Last modified: Nov 08, 2024 By Alexander Williams
Python re.sub: Replace and Modify Text with Regular Expressions
The re.sub
function in Python is a powerful tool for performing text substitutions using regular expressions. It allows you to search for patterns and replace them with new text in a single operation.
Basic Syntax and Usage
Before using re.sub
, you'll need to import the re module. The basic syntax follows this pattern:
import re
text = "Hello 123 World 456"
result = re.sub(r'\d+', 'NUM', text)
print(result)
Hello NUM World NUM
Working with Patterns and Groups
Like re.search and re.findall, re.sub
supports pattern groups that can be referenced in the replacement string.
text = "First Last"
result = re.sub(r'(\w+) (\w+)', r'\2, \1', text)
print(result)
Last, First
Using Functions for Replacement
One powerful feature of re.sub
is its ability to use a function for replacement instead of a simple string.
def double_number(match):
num = int(match.group())
return str(num * 2)
text = "Numbers: 10, 20, 30"
result = re.sub(r'\d+', double_number, text)
print(result)
Numbers: 20, 40, 60
Count Parameter
You can limit the number of replacements using the count parameter. This is useful when you only want to replace a specific number of occurrences.

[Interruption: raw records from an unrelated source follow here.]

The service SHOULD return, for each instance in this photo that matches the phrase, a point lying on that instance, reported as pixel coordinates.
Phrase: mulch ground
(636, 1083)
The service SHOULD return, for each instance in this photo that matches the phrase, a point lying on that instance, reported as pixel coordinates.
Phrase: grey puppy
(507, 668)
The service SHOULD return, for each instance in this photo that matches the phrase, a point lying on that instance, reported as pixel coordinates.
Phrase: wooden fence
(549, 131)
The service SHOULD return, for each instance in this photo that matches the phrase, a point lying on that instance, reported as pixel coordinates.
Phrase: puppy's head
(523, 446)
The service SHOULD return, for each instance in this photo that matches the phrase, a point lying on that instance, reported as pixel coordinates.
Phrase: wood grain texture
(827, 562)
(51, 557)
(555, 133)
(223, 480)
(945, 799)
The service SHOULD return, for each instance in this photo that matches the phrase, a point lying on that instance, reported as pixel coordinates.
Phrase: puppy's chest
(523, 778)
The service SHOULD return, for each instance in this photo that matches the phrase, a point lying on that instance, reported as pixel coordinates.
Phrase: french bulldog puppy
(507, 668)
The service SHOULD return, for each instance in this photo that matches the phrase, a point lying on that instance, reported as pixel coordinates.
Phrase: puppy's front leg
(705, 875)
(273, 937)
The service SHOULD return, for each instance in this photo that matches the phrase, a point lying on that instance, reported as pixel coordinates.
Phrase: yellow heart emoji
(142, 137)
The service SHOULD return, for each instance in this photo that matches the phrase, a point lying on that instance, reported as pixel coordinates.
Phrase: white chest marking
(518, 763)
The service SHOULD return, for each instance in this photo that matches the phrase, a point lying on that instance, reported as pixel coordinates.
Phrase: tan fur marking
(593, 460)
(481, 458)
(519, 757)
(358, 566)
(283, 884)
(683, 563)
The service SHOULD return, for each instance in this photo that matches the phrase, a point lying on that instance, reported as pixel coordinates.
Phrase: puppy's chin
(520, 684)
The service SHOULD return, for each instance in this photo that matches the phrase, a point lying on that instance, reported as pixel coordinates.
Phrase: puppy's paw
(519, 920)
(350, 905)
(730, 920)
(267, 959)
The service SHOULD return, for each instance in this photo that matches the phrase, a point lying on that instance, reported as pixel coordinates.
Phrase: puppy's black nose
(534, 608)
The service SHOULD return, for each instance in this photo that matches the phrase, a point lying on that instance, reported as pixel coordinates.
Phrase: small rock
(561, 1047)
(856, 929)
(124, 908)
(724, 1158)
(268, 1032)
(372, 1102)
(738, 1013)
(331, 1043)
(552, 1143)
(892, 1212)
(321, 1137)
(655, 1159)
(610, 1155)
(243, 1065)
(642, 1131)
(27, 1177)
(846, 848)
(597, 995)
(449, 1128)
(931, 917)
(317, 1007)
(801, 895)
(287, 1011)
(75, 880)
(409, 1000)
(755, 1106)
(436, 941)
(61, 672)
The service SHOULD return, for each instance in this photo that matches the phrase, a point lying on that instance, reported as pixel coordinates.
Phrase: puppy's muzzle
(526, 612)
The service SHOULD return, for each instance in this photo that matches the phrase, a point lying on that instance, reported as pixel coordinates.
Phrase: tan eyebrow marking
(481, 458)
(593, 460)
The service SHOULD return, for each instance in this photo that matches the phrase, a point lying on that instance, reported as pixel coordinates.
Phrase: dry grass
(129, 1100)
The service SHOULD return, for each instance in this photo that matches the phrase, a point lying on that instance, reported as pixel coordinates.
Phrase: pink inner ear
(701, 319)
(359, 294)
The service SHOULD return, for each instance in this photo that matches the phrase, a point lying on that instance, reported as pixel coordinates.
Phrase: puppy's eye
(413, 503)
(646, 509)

text = "replace replace replace replace"
result = re.sub('replace', 'new', text, count=2)
print(result)
new new replace replace
Case-Insensitive Substitution
Use the re.IGNORECASE flag for case-insensitive replacements. This is particularly useful when dealing with text in different cases.
text = "Python PYTHON python"
result = re.sub('python', 'Java', text, flags=re.IGNORECASE)
print(result)
Java Java Java
Common Applications
The re.sub
function is commonly used alongside re.split and re.finditer for text processing tasks.
Error Handling
Always validate your patterns before using them in production. Invalid patterns will raise re.error exceptions that should be handled appropriately.
try:
result = re.sub('[invalid)', 'new', text)
except re.error as e:
print(f"Invalid pattern: {e}")
Conclusion
re.sub
is an essential tool for text manipulation in Python. Whether you're cleaning data, formatting strings, or performing complex text transformations, it provides the flexibility needed for various tasks.